女性はそう言うと、名前の手を引っ張り、問題のホームに連れて行く。

「ここよ!あの辺にいたわ!ああ、ほらあの子よ!」

名前は女性に言われた方に視線を向けると、たしかにそこには男性とストライプのシャツに半ズボンを履いた男の子が一緒にいた。
しかし、何かトラブルになっているようには見えない。

「あれは、大丈夫なのではないでしょうか?」
「私が見た長髪の男がいないわ!戻って来たらまたトラブルになるかもしれないから、ちょっと注意してきなさいよ!」
「わ、分かりました…」

ここで断るともっと大変な事になりそうだ、そう思った名前はしぶしぶその男性と男の子の元へ向かう。
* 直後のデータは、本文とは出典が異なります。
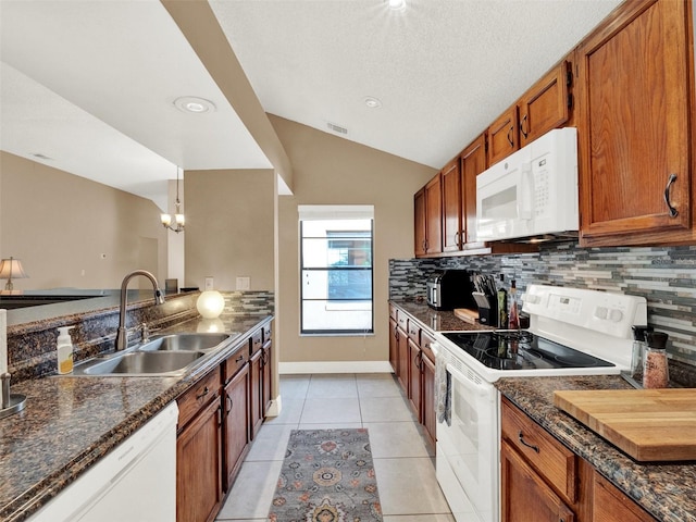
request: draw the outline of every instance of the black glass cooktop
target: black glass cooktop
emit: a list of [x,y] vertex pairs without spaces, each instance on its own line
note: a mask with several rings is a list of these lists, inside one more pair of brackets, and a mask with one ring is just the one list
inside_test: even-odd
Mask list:
[[445,337],[495,370],[613,366],[612,363],[527,331],[446,332]]

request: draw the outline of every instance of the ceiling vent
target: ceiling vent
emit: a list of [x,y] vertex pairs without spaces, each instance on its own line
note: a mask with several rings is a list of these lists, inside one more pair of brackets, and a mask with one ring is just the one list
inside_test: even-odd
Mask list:
[[334,133],[348,134],[348,129],[346,127],[341,127],[340,125],[335,125],[335,124],[328,122],[328,123],[326,123],[326,126],[328,127],[330,130],[333,130]]

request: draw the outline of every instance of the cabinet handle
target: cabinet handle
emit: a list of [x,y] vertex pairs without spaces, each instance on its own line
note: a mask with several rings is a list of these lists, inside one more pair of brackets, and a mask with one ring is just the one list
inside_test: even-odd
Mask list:
[[522,133],[522,136],[524,136],[524,139],[526,139],[527,137],[527,132],[526,132],[526,114],[524,116],[522,116],[522,121],[520,122],[520,132]]
[[670,209],[670,217],[676,217],[679,215],[679,210],[670,203],[670,189],[675,181],[676,174],[670,174],[670,177],[667,179],[667,187],[664,187],[664,203],[667,204],[667,208]]
[[530,443],[527,443],[526,440],[524,440],[524,434],[522,433],[522,431],[520,430],[520,433],[518,433],[518,440],[520,440],[520,443],[523,446],[526,446],[527,448],[533,449],[534,451],[536,451],[537,453],[539,452],[539,447],[538,446],[534,446]]

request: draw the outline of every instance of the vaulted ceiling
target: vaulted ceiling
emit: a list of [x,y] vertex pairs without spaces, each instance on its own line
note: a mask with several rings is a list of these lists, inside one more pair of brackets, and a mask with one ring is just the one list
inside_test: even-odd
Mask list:
[[[161,208],[177,166],[277,166],[167,2],[0,0],[0,149]],[[261,112],[436,169],[618,3],[209,1]]]

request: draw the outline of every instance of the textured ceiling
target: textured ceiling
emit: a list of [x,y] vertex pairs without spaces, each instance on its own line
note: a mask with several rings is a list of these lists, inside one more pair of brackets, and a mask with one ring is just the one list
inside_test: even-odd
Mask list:
[[[407,1],[210,5],[265,112],[440,167],[619,3]],[[271,166],[159,1],[0,0],[0,30],[3,150],[162,208],[174,165]]]

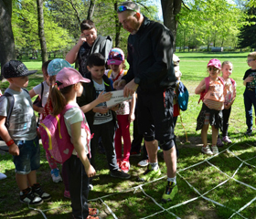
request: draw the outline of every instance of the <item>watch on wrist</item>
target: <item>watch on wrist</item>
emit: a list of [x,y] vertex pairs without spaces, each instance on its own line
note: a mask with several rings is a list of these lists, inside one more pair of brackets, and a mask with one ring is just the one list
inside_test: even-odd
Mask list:
[[134,83],[139,84],[141,82],[141,79],[139,78],[134,78]]

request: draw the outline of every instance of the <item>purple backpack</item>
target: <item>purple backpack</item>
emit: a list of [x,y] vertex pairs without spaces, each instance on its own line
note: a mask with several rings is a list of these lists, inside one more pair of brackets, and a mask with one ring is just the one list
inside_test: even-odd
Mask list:
[[[66,111],[74,107],[77,106],[68,104],[59,115],[48,115],[39,124],[44,149],[47,153],[59,163],[65,162],[72,155],[74,150],[74,146],[71,143],[71,137],[68,132],[64,120]],[[90,151],[91,131],[88,123],[85,122],[85,117],[82,111],[81,114],[83,117],[81,129],[85,129],[87,132],[86,146],[88,147],[88,151]]]

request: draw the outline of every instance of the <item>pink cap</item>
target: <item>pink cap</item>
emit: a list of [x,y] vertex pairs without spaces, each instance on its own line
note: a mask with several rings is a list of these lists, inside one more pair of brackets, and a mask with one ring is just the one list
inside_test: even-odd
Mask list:
[[56,76],[56,82],[59,89],[64,89],[78,82],[90,83],[90,81],[72,68],[63,68]]
[[112,48],[108,57],[108,65],[119,66],[124,60],[124,54],[120,48]]
[[217,58],[213,58],[208,61],[208,67],[215,67],[216,68],[221,69],[221,62]]

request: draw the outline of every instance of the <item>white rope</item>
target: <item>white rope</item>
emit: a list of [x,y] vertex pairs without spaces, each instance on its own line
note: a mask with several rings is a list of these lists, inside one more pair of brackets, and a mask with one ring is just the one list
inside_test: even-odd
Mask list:
[[[164,179],[164,178],[166,178],[166,175],[165,175],[165,176],[160,177],[160,178],[158,178],[158,179],[155,179],[155,180],[154,180],[154,181],[147,182],[144,182],[144,183],[143,183],[143,184],[140,184],[140,185],[137,185],[137,186],[134,186],[134,187],[126,189],[126,190],[124,190],[124,191],[120,191],[120,192],[116,192],[116,193],[111,193],[111,194],[104,195],[104,196],[101,196],[101,197],[98,197],[98,198],[95,198],[95,199],[91,199],[91,200],[89,200],[89,202],[95,202],[95,201],[100,200],[100,201],[102,203],[102,204],[104,204],[104,205],[106,206],[106,208],[107,208],[108,211],[111,213],[111,214],[112,215],[112,217],[113,217],[114,219],[118,219],[118,217],[117,217],[117,216],[115,215],[115,214],[112,212],[112,210],[111,209],[111,207],[108,206],[108,204],[105,203],[105,202],[103,201],[103,199],[106,199],[106,198],[108,198],[108,197],[110,197],[110,196],[112,196],[112,195],[116,195],[116,194],[118,194],[118,193],[129,193],[129,192],[132,192],[132,191],[133,191],[133,193],[135,193],[138,190],[140,190],[140,191],[142,191],[142,193],[143,193],[146,197],[150,198],[150,199],[155,203],[155,204],[157,205],[157,206],[161,209],[161,211],[156,212],[156,213],[154,213],[153,214],[147,215],[147,216],[143,217],[143,218],[141,218],[141,219],[150,218],[150,217],[153,217],[153,216],[155,216],[155,215],[156,215],[156,214],[162,214],[162,213],[164,213],[164,212],[168,213],[169,214],[172,214],[173,216],[175,216],[175,217],[177,218],[177,219],[180,219],[179,216],[176,215],[176,214],[175,214],[174,213],[172,213],[170,210],[172,210],[172,209],[174,209],[174,208],[176,208],[176,207],[179,207],[179,206],[182,206],[182,205],[185,205],[185,204],[189,203],[191,203],[191,202],[194,202],[194,201],[196,201],[196,200],[197,200],[197,199],[199,199],[199,198],[203,198],[203,199],[207,200],[208,202],[211,202],[211,203],[215,203],[215,204],[217,204],[217,205],[219,205],[219,206],[221,206],[221,207],[224,207],[224,208],[227,208],[227,209],[232,211],[233,214],[232,214],[232,215],[229,217],[229,219],[231,219],[233,216],[235,216],[235,215],[237,215],[237,214],[240,215],[241,218],[247,219],[247,218],[244,217],[242,214],[240,214],[240,212],[243,211],[244,209],[246,209],[248,206],[250,206],[253,202],[256,202],[256,197],[254,197],[253,199],[251,199],[248,203],[246,203],[246,204],[245,204],[244,206],[242,206],[240,209],[239,209],[238,211],[236,211],[235,209],[232,209],[232,208],[230,208],[230,207],[225,206],[225,205],[223,205],[222,203],[218,203],[218,202],[216,202],[216,201],[214,201],[214,200],[212,200],[212,199],[208,198],[208,197],[205,196],[205,195],[208,194],[208,193],[210,193],[210,192],[216,190],[218,187],[219,187],[219,186],[225,184],[227,182],[229,182],[229,181],[230,181],[230,180],[233,180],[233,181],[235,181],[235,182],[239,182],[239,183],[240,183],[240,184],[242,184],[242,185],[244,185],[244,186],[247,186],[247,187],[252,189],[252,190],[256,190],[255,187],[253,187],[253,186],[251,186],[251,185],[249,185],[249,184],[247,184],[247,183],[245,183],[245,182],[240,182],[240,181],[239,181],[239,180],[237,180],[237,179],[234,178],[235,175],[238,173],[238,172],[240,171],[240,169],[242,167],[243,164],[246,164],[246,165],[251,166],[251,167],[252,167],[252,168],[256,168],[254,165],[248,163],[249,161],[253,160],[253,159],[256,159],[256,156],[251,157],[251,158],[250,158],[250,159],[248,159],[248,160],[246,160],[246,161],[241,160],[240,157],[236,156],[235,153],[232,152],[232,151],[229,150],[229,149],[230,149],[232,146],[234,146],[235,144],[236,144],[236,143],[231,144],[231,145],[229,146],[227,149],[225,149],[225,150],[223,150],[222,151],[220,151],[219,154],[215,154],[214,156],[208,157],[208,158],[205,159],[205,160],[202,161],[202,162],[199,162],[195,163],[195,164],[193,164],[193,165],[191,165],[191,166],[189,166],[189,167],[186,167],[186,168],[181,169],[181,170],[179,170],[179,171],[176,172],[177,175],[179,175],[180,178],[183,179],[183,180],[187,183],[187,185],[188,185],[191,189],[193,189],[193,190],[198,194],[197,197],[192,198],[192,199],[190,199],[190,200],[187,200],[187,201],[182,202],[182,203],[177,203],[177,204],[176,204],[176,205],[170,206],[170,207],[168,207],[168,208],[166,208],[166,209],[164,208],[164,207],[163,207],[160,203],[158,203],[152,196],[150,196],[149,194],[147,194],[147,193],[144,192],[144,190],[143,189],[143,186],[144,186],[144,185],[146,185],[146,184],[149,184],[149,183],[153,183],[153,182],[156,182],[156,181],[160,181],[160,180],[162,180],[162,179]],[[249,145],[249,144],[247,144],[247,145]],[[249,146],[251,146],[251,145],[249,145]],[[237,170],[234,172],[234,173],[233,173],[231,176],[228,175],[226,172],[222,172],[219,167],[215,166],[214,164],[212,164],[212,163],[210,162],[210,160],[212,160],[212,159],[215,158],[216,156],[218,156],[218,155],[219,155],[220,153],[223,153],[223,152],[225,152],[225,151],[228,151],[229,153],[231,153],[235,158],[237,158],[237,159],[241,162],[241,163],[239,165],[239,167],[237,168]],[[198,166],[198,165],[203,164],[203,163],[208,163],[208,165],[210,165],[210,166],[212,166],[213,168],[217,169],[219,172],[221,172],[221,173],[223,173],[225,176],[227,176],[228,179],[225,180],[225,181],[223,181],[223,182],[221,182],[220,183],[219,183],[218,185],[216,185],[214,188],[212,188],[212,189],[207,191],[206,193],[204,193],[203,194],[201,194],[195,187],[193,187],[193,186],[181,175],[180,172],[184,172],[184,171],[186,171],[186,170],[194,168],[194,167]],[[67,205],[62,205],[62,206],[56,207],[56,208],[61,208],[61,207],[64,207],[64,206],[67,206]],[[29,207],[29,205],[28,205],[28,207]],[[52,208],[52,209],[47,209],[47,210],[39,210],[39,209],[31,208],[31,207],[29,207],[29,208],[32,209],[32,210],[40,212],[40,213],[42,214],[42,215],[44,216],[45,219],[47,219],[47,217],[46,217],[46,215],[44,214],[43,212],[49,211],[49,210],[52,210],[52,209],[56,209],[56,208]]]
「ほら、こうやって弾くと綺麗にドレミが鳴るだろう?」
「本当だ!すっごいね!」
「あ、あの〜…」

名前は後ろから2人に声をかけると、振り返った男性の顔を見て驚きの声を上げそうになる。

「も、もろ!!」
「ッ!?」
「ん?どうしたんだ?」
「あっ…」
「ど、どうして…?」

名前は振り返った男性、諸伏に質問をしようとするが、後ろから別の男性に「あの、僕の連れに何か?」と声をかけれて固まった。

「…あっ」
「何かお困り事ですか?もしそうなら、駅員がいるので呼んできましょうか?」

そこにいたのは、帽子を目深にかぶった降谷だった。
しかし、名前の知っている降谷ではなく、どこか冷たい印象の降谷だった。

「な…なんでもないです…」
「そうですか。おい、スコッチ。そろそろ行くぞ」
「あ、ああ。けどまだアイツが…」

そこに、もう一人別の男性が合流した。

「あ?誰だ?」

その男性に睨まれた名前は「あっ、の…その…」と何も言えずにいると「どうやら、僕達をこの子の人さらいと勘違いしたようで、保護のために声をかけてくださったみたいです」と降谷が代わりに応える。

「丁度いい。おい、こいつを頼む」

そう言うと、その男性は名前に買ってきた切符を渡した。
そして、男の子の腕を掴むと「最寄りの駅からの帰り道は分かるな?ならさっさと帰れ」と言って、名前の方に押す。

「まっ、待ってよ!」
「いいから!今度こんな真似をしたらただじゃおかねえからな」

長髪の男性はそう言うとホームに到着した電車に乗り込んだ。

「行こう」
「…ああ」

降谷と諸伏も後を追うように電車に乗り込む。
その時、降谷は一瞬名前の方を振り返るが何も言わず、すぐに視線を電車の中に向けた。
電車がホームを出発しても、名前は降谷達の乗った電車を少しの間見つめていた。

「…大丈夫?」

名前はホームに残された男の子に話しかける。

「…うん」
「それじゃあお姉さんと一緒に帰ろうか。私は警察官だから怪しい者じゃないよ。安心してね」
「…別に怪しいだなんて思ってないよ」
「それなら良かった。あなたのお名前は?」
「…ボクの名前は世良真純…」
「真純君?」
「ひどいなあ!こう見えてもボクは女だよ!」

そう言った世良に、名前はぎょっとした顔をして「えっ!?本当!?ご、ごめんなさい!」と言って謝った。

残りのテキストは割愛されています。